Köln – Mitten im „Deutschen“ Herbst 1977 dachten viele an einen Anschlag der RAF. Doch ausnahmsweise sorgten keine Links-Terroristen für Schlagzeilen: Das Feuer, das als bisher größte Brandkatastrophe Kölns nach dem Zweiten Weltkrieg gilt, war „nur“ auf fahrlässige Brandstiftung zurückzuführen. „Beispielsweise durch Rauchen oder offenes Feuer“, wie es in einem Bericht der Kölner Berufs-Feuerwehr hieß. Kein Terrorakt also, sondern Unachtsamkeit.

Sorge um Kollegen

Als am 20. Oktober 1977 das „Zentrale Ersatzteilelager“ der Kölner Ford-Werke an der Edsel-Ford-Straße in Merkenich in Flammen aufging, stand Erwin Klein in etwa 200 Metern Entfernung am Fühlinger See auf einem Hügel und hatte beim Anblick der riesigen schwarzen Rauchsäulen und explodierender Teile ein „beklemmendes Gefühl“.

Was ist mit den Kollegen, die in der 109 000 Quadratmeter großen Halle arbeiteten? Was wird aus ihren Arbeitsplätzen? „Keiner wusste, wie es weitergeht“, sagt Klein. Bernd Tuchen fuhr gerade über die Autobahn 61 in Richtung Köln und sah den Rauch schon von Weitem über der Stadt aufsteigen. Er erfuhr aus dem Radio, dass sein Arbeitsplatz gerade in akuter Gefahr war.

Bernd Tuchen

Zeitzeuge Bernd Tuchen.

Beide Zeitzeugen waren bei Ford beschäftigt und blieben es danach noch lange. Aber die Unsicherheit war am 20. Oktober 1977 groß. Erwin Klein, damals 28 Jahre alt und bei Ford Lkw-Fahrer, sollte an diesem Nachmittag in Merkenich Ersatzteile abholen.

Stattdessen beobachtete er drei, vier Stunden lang zusammen mit Kollegen, wie 250 Feuerwehr-Leute gegen das Inferno ankämpften. Bernd Tuchen, Mitarbeiter in der Werbe- und Verkaufsförderung im Ersatzteilelager, versuchte, an den Brandort zu gelangen, wurde aber von einem Polizisten weggeschickt. Er fuhr nach Hause und verfolgte die Katastrophe im Fernsehen.

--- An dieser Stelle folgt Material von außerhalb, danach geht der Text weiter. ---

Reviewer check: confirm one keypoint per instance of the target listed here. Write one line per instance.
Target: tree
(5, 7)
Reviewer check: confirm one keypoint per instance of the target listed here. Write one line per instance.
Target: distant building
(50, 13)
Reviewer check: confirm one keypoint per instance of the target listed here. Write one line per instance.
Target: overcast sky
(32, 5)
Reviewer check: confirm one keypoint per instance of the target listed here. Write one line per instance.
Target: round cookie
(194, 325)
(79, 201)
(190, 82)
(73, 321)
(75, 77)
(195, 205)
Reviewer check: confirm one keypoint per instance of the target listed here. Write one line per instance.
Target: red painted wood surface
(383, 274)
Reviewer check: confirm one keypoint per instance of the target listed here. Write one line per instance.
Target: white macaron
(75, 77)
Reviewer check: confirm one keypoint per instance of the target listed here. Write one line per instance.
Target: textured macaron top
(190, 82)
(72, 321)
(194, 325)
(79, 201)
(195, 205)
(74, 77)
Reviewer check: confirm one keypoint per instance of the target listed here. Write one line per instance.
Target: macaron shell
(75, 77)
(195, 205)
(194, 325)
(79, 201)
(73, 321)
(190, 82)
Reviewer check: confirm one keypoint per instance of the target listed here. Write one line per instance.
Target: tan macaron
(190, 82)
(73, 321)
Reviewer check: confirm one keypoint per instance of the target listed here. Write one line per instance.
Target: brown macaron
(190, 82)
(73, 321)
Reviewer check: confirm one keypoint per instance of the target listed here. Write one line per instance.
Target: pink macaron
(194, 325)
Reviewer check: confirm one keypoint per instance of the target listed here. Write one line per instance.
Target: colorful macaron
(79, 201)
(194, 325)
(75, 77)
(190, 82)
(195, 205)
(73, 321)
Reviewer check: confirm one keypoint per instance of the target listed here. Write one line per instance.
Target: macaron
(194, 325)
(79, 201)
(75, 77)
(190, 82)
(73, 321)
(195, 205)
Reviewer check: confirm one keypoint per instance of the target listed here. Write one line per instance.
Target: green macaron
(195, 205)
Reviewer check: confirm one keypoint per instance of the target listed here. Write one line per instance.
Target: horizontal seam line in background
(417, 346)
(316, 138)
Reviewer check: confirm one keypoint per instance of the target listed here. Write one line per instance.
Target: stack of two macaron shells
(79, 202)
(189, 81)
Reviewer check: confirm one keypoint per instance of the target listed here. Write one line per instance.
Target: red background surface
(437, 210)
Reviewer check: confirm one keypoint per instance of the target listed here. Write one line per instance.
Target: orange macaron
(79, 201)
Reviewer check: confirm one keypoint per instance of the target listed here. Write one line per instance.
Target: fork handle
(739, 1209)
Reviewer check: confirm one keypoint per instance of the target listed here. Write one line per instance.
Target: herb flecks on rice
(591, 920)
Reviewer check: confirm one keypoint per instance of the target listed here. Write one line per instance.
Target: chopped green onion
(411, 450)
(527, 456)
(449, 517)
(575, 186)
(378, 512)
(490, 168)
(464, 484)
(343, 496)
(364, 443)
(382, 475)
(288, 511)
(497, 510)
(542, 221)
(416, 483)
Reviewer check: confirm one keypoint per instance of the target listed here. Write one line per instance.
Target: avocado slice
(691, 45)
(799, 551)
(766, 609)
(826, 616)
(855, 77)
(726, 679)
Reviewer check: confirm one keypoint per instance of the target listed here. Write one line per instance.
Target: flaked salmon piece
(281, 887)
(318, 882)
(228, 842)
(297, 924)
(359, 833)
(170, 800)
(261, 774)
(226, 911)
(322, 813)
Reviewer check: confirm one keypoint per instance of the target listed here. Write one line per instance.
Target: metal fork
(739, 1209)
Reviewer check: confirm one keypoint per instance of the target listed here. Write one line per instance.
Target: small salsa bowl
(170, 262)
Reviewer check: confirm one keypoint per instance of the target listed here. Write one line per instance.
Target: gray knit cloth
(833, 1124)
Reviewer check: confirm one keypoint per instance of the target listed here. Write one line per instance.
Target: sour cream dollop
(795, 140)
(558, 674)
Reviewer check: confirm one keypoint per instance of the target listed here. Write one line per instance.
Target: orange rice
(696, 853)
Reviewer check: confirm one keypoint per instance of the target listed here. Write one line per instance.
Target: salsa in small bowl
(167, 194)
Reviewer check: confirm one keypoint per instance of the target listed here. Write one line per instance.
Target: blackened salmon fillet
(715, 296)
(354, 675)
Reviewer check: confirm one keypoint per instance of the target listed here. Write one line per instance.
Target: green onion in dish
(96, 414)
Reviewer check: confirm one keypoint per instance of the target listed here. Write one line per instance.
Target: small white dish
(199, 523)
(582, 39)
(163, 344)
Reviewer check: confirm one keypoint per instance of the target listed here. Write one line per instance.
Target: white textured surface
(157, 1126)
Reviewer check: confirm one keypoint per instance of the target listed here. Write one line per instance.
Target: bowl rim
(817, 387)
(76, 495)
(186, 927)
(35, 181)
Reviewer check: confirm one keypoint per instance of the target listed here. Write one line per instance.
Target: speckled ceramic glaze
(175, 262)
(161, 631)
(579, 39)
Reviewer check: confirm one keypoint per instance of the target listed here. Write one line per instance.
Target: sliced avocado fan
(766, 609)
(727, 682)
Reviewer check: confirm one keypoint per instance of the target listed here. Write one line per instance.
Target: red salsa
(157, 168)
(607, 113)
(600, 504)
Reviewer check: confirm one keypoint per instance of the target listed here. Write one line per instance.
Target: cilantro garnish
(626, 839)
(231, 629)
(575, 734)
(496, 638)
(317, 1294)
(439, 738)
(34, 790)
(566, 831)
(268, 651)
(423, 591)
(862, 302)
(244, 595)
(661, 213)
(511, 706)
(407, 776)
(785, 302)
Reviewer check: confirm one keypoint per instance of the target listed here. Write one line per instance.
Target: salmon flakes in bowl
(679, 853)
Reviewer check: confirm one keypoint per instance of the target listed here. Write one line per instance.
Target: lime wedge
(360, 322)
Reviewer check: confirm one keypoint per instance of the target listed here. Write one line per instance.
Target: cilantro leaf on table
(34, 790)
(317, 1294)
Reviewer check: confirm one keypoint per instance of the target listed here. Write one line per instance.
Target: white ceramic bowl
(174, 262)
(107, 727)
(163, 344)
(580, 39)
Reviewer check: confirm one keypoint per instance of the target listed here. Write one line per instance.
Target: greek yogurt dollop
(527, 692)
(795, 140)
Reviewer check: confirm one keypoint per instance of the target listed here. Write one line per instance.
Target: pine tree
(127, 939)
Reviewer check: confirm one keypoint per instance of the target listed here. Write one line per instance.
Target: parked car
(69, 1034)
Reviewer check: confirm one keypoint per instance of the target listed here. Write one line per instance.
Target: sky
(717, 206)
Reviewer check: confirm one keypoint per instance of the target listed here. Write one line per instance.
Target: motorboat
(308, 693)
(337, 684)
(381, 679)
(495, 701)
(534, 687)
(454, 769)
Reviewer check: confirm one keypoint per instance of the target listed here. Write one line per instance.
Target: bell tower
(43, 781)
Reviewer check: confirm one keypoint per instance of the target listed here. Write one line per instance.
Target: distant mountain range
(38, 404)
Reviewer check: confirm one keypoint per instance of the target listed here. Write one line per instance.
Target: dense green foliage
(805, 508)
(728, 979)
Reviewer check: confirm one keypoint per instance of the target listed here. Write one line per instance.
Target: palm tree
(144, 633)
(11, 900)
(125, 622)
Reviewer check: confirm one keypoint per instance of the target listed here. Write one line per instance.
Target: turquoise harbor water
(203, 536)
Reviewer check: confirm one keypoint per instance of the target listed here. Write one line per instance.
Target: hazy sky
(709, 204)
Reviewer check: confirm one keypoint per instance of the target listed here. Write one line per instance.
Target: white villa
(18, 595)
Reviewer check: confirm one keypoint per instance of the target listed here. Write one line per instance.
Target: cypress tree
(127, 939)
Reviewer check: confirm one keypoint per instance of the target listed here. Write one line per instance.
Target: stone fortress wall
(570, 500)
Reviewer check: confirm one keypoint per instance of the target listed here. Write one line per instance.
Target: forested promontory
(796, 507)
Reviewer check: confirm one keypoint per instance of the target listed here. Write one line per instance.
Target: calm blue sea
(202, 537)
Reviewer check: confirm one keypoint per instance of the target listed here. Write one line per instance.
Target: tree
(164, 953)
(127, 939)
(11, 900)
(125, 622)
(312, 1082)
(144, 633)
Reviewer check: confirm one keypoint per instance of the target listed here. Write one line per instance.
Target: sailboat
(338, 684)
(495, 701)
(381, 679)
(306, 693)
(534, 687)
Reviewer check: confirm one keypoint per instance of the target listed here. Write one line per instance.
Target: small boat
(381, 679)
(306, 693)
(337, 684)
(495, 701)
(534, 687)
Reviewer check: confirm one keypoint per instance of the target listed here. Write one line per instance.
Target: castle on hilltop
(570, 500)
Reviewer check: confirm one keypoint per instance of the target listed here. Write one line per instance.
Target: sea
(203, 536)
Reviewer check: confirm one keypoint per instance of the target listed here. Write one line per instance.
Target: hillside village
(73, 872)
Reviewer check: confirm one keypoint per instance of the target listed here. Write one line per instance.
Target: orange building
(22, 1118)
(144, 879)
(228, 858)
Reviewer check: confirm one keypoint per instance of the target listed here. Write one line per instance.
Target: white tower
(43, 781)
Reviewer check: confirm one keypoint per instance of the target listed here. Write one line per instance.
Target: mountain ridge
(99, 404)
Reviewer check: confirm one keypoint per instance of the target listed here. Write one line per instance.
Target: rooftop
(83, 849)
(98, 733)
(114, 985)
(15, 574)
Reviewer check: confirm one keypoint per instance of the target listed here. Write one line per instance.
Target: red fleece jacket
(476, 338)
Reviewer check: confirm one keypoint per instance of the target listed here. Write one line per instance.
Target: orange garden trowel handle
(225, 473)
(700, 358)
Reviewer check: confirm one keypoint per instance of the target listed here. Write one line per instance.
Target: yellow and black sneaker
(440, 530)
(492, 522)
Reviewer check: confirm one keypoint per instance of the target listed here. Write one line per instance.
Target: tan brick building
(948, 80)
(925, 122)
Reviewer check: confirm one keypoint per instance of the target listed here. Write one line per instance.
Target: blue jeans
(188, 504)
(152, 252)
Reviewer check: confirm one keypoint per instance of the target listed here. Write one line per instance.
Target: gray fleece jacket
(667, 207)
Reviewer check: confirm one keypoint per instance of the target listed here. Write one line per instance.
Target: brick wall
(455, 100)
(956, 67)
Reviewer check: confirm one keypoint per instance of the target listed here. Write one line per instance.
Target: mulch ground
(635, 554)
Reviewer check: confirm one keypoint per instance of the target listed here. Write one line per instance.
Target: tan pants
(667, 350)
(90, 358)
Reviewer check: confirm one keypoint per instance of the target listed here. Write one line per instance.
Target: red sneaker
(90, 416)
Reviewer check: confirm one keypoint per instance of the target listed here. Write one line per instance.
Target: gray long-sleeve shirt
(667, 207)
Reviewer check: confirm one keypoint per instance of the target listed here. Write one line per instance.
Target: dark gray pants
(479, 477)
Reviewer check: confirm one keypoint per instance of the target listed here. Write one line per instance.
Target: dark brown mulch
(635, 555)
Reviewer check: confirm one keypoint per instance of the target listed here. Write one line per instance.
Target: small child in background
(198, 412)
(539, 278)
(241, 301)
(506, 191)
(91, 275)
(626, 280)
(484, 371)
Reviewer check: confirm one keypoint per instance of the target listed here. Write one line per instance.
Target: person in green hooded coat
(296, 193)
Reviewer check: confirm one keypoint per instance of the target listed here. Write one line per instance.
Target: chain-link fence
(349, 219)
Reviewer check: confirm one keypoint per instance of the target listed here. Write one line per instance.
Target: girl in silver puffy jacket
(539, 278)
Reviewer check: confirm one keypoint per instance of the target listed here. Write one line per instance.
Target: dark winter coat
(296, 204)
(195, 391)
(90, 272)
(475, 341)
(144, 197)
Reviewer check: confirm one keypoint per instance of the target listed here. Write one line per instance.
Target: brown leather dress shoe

Schutt türmte sich meterhoch

Als die Feuerwehr nach Stunden die Gewalt des riesigen Brands gebrochen hatte, schien die Trümmerwüste grenzenlos zu sein: Meterhoch türmte sich der Schutt auf, die Reste des Daches hingen in Streifen zerrissen darüber.

Von den Ersatzteilen, die im Kölner Norden für Ford-Händler in Deutschland und ganz Europa vorgehalten wurden, war nichts mehr übrig geblieben. Der geschätzte Gesamtschaden laut Ford: 425 Millionen D-Mark. In anderen Quellen ist von 500 Millionen D-Mark Sachschaden die Rede. Dazu kamen etliche Millionen Verlust durch Umsatzeinbußen. Der Verursacher des Brandes konnte nie ermittelt werden.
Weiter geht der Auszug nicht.